VietNamNet Bridge – Big cities, which once fed whole families of immigrant workers, have turned out to be the severe land for them in the current economic crisis. Returning to home villages and working on rice fields proves to be the only choice for them now.
Home villages – the safest shelters for workers
Quy, a woman from Nam Dinh, had been living well in Hanoi by vending fruits for the last five years until the economic downturn broke out.
“I have to go to every corner of the street to sell fruits every day. However, the sales have been going very slowly, since people cut down expenses. Now I can earn some tens thousands of dong or 100,000 dong a day at maximum,” she complained.
The uncertain and low income does not allow Quy to afford the room rent, electricity and water bills. She also cannot save any money these months to remit to their children in the home village. Therefore, she has decided to come back to the home in the countryside as the last resort.
“The income from the rice fields in the village won’t be enough to feed us. However, they would still give rice. Meanwhile, I would be able to live together with my husband and children, and I won’t have to pay for house rent,” she explained her decision.
Than and his wife have been living in Hanoi for more than 10 years, the time long enough to become Hanoians. However, they now also think of leaving Hanoi, where they cannot find jobs every day.
They once lived very well in Hanoi. Than worked as a porter, while his wife worked as housemaid. The jobs brought the income high enough to pay for daily meals and grow up their children in the home village.
Than complained that sometimes he has to stay idle because there is no job. Meanwhile, he has to spend at least one million dong a month for room rent, electricity and water bills.
He thinks that it would be better for him to open a small grocery in the home village. If his wife works in the rice fields, they would get some extra money.
A lot of immigrant freelancers, who have been burdened by the high subsistence allowances in cities, now think of coming back to the home villages to “seek shelter”.

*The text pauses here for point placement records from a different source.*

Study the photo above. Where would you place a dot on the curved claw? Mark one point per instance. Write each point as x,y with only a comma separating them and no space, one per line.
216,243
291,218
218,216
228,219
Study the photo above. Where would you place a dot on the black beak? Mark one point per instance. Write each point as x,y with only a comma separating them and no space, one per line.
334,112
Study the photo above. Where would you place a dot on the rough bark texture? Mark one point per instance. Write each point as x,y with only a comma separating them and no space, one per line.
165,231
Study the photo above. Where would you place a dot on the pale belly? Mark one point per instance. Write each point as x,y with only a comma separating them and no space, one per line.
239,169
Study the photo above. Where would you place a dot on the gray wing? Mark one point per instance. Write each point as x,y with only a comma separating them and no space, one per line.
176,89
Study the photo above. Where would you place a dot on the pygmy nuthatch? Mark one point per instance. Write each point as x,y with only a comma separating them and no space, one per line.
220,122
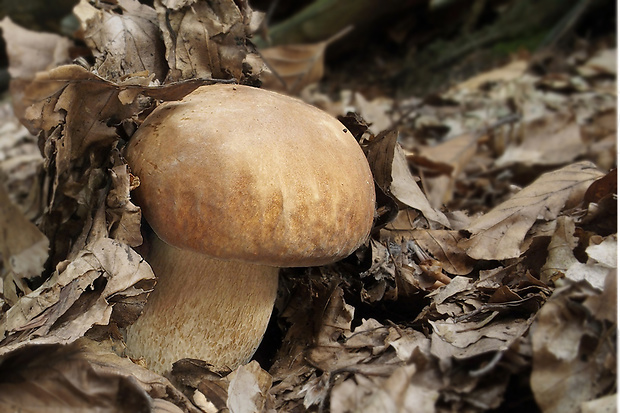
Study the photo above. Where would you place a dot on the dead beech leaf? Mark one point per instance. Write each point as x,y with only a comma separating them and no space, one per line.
85,377
123,216
604,62
248,389
602,263
30,52
125,39
449,157
75,298
293,66
499,233
463,340
442,245
553,139
391,172
23,249
573,362
217,30
561,256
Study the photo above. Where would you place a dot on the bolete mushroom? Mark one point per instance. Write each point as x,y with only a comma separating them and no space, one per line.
236,182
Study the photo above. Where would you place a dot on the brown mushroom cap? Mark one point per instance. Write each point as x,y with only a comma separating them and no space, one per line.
240,173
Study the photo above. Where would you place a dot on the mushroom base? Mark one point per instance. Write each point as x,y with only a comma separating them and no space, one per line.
202,308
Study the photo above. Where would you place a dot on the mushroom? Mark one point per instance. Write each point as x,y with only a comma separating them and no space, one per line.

Huynh, a freelancer who has always been present at the Phung Khoang labor market, said at least, farmers would not starve to death in the home villages, because they can make rice and grow vegetables. Meanwhile, in big cities, no money means no meal.

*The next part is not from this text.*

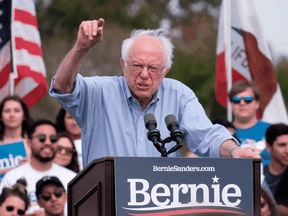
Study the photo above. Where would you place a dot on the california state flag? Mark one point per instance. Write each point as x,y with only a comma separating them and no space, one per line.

Leaving industrial factories for rice fields
Not only freelancers, but workers in industrial factories also have to come back to home villages to earn their living.

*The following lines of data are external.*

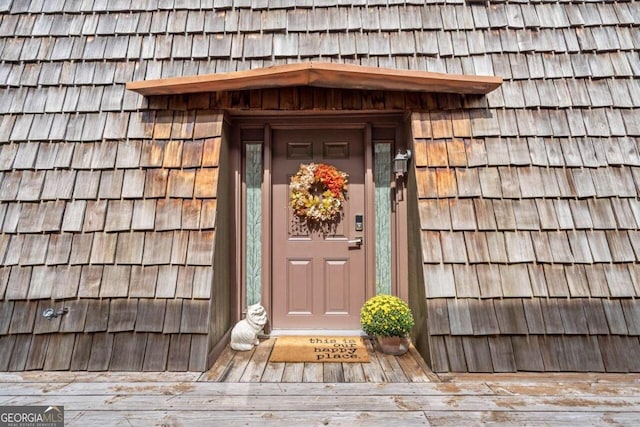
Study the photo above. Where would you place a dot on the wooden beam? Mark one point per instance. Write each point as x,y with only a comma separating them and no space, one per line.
343,76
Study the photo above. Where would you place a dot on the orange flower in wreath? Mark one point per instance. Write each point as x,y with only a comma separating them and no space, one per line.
317,191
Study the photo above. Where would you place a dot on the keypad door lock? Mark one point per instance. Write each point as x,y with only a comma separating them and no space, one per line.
359,222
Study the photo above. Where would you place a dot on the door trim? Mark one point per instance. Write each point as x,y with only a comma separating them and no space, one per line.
319,120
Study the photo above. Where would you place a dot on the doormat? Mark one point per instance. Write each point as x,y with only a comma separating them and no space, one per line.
319,349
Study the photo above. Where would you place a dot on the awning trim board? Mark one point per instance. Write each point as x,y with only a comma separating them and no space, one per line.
319,74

Loan from Thai Binh province, who was once a worker at a footwear factory in the Song Than 1 industrial zone in Binh Duong province, has to return to the home village four months ago because she could not find a job there.
Loan was among the workers who were laid off in a company’s strategy to cut down the labor force. At first, Loan tried to stay in Binh Duong, hoping to have another job opportunity. She worked as a waitress for a street rice shop and received 2 million dong for this.
“The sum of money is just big enough to pay for food and room rent. I could not save any money to give to my parents,” she said.
“Therefore, I decided to return to home village. I plan to set up a tailoring shop to earn my living,” she added.